On what we cannot see in ourselves
We ask people to explain behaviour that originates somewhere they cannot access.
Business leaders and market researchers frame questions through a logical, rational lens, expecting people to have introspective access to motivations that are largely unconscious.
The trouble with market research is that people don't think what they feel, they don't say what they think, and they don't do what they say. (Rory Sutherland, Alchemy)
People simply do not have introspective access to their motivations. (Rory Sutherland, Alchemy)
Because people have limited insight into what drives their behaviour, observing behaviour directly is more insightful than asking about it.
There are often two reasons behind people's behaviour: the ostensibly logical reason, and the real reason. (Rory Sutherland, Alchemy)
Learning how to disentangle the literal from the lateral meaning is essential to solving cryptic crosswords, and it is also essential to understanding human behaviour. (Rory Sutherland, Alchemy)
But the fact that we can deploy reason to explain our actions post-hoc does not mean that it was reason that decided on that action in the first place, or indeed that the use of reasons can help obtain it. (Rory Sutherland, Alchemy)
Where this leads me
- If we lack introspective access to our own motivations, what does that mean for the stories we construct about our own thinking? Going deeper requires self-awareness that is genuinely rare. Jungian psychology speaks to this directly, placing confrontation with the unconscious as a precondition for understanding oneself, and from there, others.
On context
Context is consistently stripped out of rational models, yet it may be the most important variable of all.
Context is often the most important thing in determining how people think, behave and act: this simple fact dooms many universal models from the start. Because in order to form universal laws, naïve rationalists have to pretend that context doesn't matter. (Rory Sutherland, Alchemy)
Where this leads me
- Context shapes thinking far more than we acknowledge, in ourselves and in how we read others. Attribution theory identifies the tendency to attribute other people's behaviour to their character while putting less weight to their situation, what social psychology calls the fundamental attribution error.
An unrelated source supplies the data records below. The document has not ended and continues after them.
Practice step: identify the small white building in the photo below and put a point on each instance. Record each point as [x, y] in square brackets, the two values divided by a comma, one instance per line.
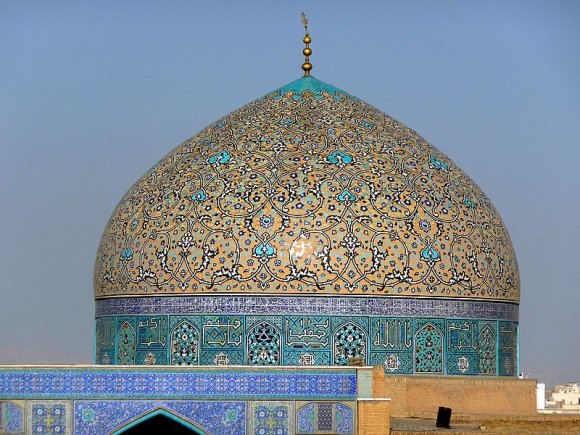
[566, 397]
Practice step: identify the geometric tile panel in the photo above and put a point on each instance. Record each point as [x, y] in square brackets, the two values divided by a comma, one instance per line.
[403, 345]
[325, 417]
[49, 417]
[164, 383]
[462, 364]
[11, 418]
[271, 418]
[394, 363]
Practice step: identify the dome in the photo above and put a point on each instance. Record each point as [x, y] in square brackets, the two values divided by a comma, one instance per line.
[306, 190]
[308, 228]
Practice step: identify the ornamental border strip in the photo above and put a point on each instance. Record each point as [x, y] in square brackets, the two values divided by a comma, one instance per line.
[176, 384]
[312, 305]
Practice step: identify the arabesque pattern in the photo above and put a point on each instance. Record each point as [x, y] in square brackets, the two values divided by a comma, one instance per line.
[307, 190]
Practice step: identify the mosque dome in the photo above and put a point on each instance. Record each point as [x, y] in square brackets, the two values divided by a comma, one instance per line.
[307, 190]
[308, 228]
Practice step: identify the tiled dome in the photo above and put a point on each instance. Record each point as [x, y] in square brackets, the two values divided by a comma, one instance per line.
[306, 190]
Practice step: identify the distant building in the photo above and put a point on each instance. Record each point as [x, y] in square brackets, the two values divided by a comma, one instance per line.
[565, 397]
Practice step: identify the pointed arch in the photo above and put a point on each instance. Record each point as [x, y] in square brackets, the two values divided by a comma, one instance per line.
[487, 349]
[429, 349]
[348, 341]
[159, 413]
[264, 344]
[126, 344]
[184, 344]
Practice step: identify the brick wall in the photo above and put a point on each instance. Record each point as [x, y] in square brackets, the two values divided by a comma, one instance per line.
[373, 417]
[422, 395]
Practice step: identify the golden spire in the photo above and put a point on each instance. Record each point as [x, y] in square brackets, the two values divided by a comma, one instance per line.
[306, 66]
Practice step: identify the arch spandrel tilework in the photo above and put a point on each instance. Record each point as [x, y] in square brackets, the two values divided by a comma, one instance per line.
[307, 190]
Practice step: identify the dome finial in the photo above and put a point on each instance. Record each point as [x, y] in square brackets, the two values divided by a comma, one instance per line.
[306, 66]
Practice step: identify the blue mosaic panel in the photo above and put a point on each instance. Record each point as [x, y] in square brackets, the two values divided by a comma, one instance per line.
[429, 345]
[152, 332]
[462, 335]
[163, 383]
[487, 348]
[222, 340]
[105, 340]
[395, 363]
[309, 305]
[11, 418]
[151, 357]
[264, 343]
[105, 416]
[462, 364]
[306, 417]
[50, 417]
[507, 361]
[271, 418]
[126, 341]
[344, 418]
[325, 417]
[307, 357]
[349, 339]
[307, 332]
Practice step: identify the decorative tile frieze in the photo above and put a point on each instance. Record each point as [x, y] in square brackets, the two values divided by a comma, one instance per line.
[309, 305]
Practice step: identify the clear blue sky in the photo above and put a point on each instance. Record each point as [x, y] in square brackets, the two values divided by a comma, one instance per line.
[92, 94]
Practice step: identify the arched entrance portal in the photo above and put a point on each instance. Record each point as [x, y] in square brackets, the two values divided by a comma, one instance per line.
[159, 421]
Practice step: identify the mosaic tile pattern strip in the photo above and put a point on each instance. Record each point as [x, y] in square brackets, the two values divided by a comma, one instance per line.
[404, 345]
[104, 416]
[177, 384]
[312, 305]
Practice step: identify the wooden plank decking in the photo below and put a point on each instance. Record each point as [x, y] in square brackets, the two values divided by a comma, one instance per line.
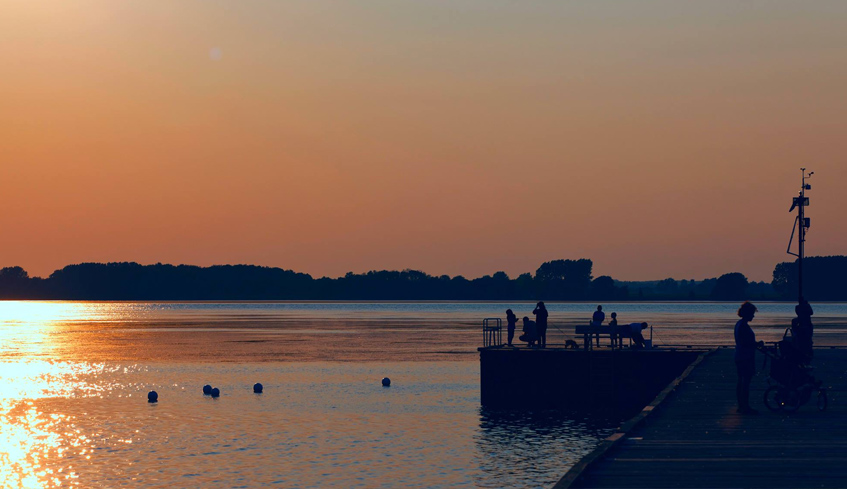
[694, 438]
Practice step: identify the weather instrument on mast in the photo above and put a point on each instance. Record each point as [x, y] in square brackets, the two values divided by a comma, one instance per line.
[802, 223]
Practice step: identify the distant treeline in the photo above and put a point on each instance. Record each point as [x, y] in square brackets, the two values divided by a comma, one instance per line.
[554, 280]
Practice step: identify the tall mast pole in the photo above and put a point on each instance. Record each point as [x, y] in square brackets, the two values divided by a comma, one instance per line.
[802, 236]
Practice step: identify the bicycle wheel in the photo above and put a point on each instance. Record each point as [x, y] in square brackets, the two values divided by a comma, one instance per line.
[822, 401]
[772, 399]
[790, 399]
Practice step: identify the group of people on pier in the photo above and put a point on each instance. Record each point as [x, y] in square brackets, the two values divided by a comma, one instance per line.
[535, 332]
[795, 349]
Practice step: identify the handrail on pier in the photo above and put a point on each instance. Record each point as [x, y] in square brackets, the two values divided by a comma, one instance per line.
[492, 333]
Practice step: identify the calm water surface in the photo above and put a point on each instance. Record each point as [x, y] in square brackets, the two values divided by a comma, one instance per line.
[74, 378]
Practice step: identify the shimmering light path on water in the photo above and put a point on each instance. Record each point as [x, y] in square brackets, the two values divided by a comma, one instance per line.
[316, 425]
[74, 378]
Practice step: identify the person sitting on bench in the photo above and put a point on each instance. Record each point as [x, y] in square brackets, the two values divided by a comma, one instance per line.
[635, 334]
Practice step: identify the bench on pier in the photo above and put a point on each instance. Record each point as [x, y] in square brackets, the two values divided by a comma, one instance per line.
[621, 331]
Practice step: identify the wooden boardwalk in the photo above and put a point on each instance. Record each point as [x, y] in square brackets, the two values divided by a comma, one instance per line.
[694, 437]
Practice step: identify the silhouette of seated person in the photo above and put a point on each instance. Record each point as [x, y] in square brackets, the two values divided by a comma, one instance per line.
[635, 334]
[530, 332]
[798, 347]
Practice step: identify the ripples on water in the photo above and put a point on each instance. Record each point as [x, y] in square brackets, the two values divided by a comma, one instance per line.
[74, 379]
[316, 425]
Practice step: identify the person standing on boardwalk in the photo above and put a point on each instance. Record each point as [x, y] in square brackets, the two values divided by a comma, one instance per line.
[597, 320]
[530, 332]
[745, 356]
[511, 321]
[612, 325]
[541, 323]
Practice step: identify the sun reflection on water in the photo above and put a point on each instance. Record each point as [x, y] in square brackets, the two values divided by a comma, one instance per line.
[36, 442]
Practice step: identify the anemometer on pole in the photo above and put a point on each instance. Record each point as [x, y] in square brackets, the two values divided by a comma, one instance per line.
[804, 222]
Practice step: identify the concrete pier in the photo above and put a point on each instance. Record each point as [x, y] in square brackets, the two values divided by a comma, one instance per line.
[692, 436]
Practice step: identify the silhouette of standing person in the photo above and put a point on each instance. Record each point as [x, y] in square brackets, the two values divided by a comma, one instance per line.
[612, 324]
[530, 332]
[597, 320]
[541, 323]
[745, 356]
[802, 330]
[511, 322]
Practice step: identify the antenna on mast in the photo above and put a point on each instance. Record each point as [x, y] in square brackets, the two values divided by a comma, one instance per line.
[802, 223]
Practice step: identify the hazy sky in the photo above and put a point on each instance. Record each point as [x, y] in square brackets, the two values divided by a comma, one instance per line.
[658, 138]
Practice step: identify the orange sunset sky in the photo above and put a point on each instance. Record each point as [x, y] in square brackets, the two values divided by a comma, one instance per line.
[658, 138]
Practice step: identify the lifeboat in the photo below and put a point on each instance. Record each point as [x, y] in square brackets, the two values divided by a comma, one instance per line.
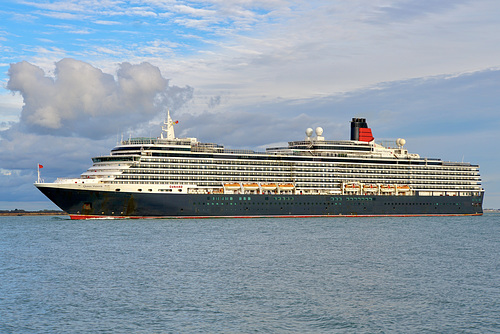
[251, 186]
[387, 188]
[232, 186]
[370, 188]
[352, 187]
[268, 186]
[403, 189]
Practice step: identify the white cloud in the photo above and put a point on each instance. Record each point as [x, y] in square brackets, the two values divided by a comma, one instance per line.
[82, 100]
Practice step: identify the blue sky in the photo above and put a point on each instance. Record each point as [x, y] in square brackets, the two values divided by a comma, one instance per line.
[76, 75]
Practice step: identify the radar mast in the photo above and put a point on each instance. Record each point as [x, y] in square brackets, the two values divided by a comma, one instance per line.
[168, 127]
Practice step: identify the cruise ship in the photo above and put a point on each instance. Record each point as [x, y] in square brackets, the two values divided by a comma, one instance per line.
[169, 177]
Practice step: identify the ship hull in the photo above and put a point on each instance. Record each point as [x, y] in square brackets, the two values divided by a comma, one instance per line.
[82, 204]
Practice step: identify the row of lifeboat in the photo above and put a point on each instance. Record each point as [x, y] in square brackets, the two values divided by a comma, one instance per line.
[386, 188]
[255, 186]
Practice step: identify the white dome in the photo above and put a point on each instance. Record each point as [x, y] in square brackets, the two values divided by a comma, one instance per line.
[400, 142]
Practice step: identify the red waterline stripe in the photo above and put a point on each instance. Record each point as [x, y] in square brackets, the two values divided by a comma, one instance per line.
[80, 217]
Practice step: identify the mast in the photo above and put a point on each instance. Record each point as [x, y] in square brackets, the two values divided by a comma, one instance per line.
[168, 127]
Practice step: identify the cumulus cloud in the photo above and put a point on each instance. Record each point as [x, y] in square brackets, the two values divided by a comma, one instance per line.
[81, 100]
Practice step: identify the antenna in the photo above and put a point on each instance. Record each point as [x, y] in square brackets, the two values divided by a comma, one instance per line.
[168, 127]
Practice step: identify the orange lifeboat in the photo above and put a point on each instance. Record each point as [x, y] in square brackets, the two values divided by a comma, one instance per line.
[352, 187]
[251, 186]
[403, 189]
[387, 188]
[232, 186]
[370, 188]
[268, 186]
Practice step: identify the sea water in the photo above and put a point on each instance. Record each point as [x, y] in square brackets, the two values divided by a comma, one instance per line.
[322, 275]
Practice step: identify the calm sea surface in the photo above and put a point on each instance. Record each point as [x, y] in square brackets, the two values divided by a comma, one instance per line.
[323, 275]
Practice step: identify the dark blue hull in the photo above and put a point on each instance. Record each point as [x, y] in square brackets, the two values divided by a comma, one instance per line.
[81, 204]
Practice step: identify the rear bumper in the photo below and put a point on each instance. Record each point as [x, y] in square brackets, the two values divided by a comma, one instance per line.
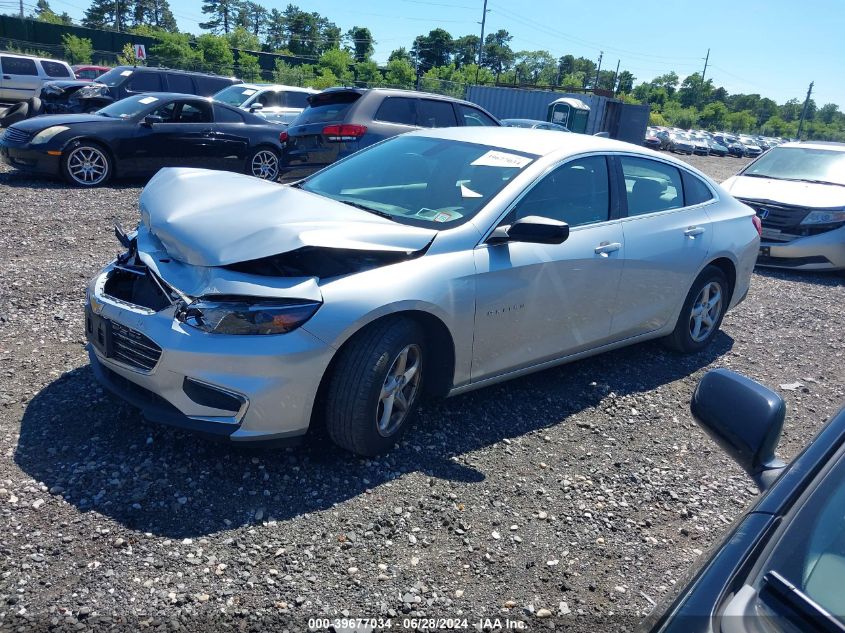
[29, 160]
[818, 252]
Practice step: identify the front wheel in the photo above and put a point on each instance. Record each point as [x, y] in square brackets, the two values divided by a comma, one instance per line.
[264, 164]
[702, 313]
[375, 386]
[87, 165]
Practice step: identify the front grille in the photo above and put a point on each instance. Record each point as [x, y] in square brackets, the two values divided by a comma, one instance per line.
[14, 135]
[133, 348]
[778, 216]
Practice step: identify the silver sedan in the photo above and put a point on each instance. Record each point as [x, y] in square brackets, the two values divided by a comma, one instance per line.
[432, 263]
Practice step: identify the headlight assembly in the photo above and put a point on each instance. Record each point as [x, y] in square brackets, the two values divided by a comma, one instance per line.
[826, 216]
[247, 316]
[45, 135]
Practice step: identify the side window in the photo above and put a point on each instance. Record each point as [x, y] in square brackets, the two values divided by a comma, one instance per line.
[695, 191]
[398, 110]
[296, 99]
[54, 69]
[180, 83]
[195, 113]
[18, 66]
[433, 113]
[167, 112]
[225, 115]
[473, 116]
[577, 193]
[269, 99]
[144, 82]
[651, 185]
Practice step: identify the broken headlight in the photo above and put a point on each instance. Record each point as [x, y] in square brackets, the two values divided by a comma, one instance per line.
[247, 316]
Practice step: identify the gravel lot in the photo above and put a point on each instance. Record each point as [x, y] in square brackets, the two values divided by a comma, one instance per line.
[585, 490]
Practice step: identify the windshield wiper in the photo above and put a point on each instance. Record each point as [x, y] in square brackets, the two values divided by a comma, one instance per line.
[803, 606]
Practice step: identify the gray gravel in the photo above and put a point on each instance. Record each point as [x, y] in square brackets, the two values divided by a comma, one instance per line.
[577, 496]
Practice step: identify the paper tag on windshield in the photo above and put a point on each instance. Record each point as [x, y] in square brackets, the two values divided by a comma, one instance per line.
[501, 159]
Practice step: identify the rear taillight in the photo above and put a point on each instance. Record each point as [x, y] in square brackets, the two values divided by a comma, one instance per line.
[339, 133]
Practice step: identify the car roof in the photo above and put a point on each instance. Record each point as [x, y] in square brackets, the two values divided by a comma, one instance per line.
[530, 140]
[828, 145]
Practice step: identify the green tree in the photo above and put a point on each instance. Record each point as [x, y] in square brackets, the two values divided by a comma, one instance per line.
[215, 53]
[222, 15]
[248, 67]
[78, 50]
[432, 50]
[360, 43]
[107, 14]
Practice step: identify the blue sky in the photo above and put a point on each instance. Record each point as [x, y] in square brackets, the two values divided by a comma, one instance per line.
[771, 47]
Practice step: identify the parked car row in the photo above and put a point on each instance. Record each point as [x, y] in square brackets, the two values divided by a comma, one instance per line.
[706, 143]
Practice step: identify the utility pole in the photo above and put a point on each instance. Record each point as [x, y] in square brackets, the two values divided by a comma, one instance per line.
[481, 41]
[598, 70]
[804, 110]
[616, 76]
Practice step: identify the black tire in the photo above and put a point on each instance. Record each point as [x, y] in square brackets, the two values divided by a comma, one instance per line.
[35, 106]
[15, 114]
[79, 148]
[682, 339]
[269, 153]
[355, 386]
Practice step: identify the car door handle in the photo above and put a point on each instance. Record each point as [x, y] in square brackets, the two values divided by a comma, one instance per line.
[605, 248]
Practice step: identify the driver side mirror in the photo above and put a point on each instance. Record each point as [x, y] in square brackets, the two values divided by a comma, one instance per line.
[745, 419]
[533, 229]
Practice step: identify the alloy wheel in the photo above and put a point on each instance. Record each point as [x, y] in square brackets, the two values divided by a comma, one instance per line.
[265, 165]
[87, 165]
[705, 311]
[399, 390]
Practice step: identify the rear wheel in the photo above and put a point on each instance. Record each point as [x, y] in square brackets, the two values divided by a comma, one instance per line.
[702, 313]
[375, 387]
[264, 164]
[87, 165]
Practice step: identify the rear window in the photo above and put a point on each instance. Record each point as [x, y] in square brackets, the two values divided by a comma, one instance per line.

Recognizing context as a primary force reframes both self-understanding and how we interpret the behaviour of others.
On conformity and the outlier
Many of us gravitate toward conformity, driven by evolutionary instincts around group belonging and social acceptance. This pull toward the average can quietly constrain thinking and narrow what we consider worth pursuing.
Weird consumers drive more innovation than normal ones. By contrast, it is perfectly possible that conventional market research has, over the past fifty years, killed more good ideas than it has spawned, by obsessing with a false idea of representativeness. (Rory Sutherland, Alchemy)
The fatal issue is that logic always gets you to exactly same place as everyone else. (Rory Sutherland, Alchemy)
We approach most problems as though they are purely logical, leaving little room for human subjectivity, yet subjectivity is rarely absent from the equation.
The reason we do not ask basic questions is because, once our brain provides a logical answer, we stop looking for better ones; with a little alchemy, better answers can be found. (Rory Sutherland, Alchemy)
Where this leads me
- How much of our thinking is simply the first logical answer our brain found, and we stopped there? The harder question is how to recognize when you are at the limits of your own thinking. Knowing there might be more is itself an awareness that doesn't come naturally.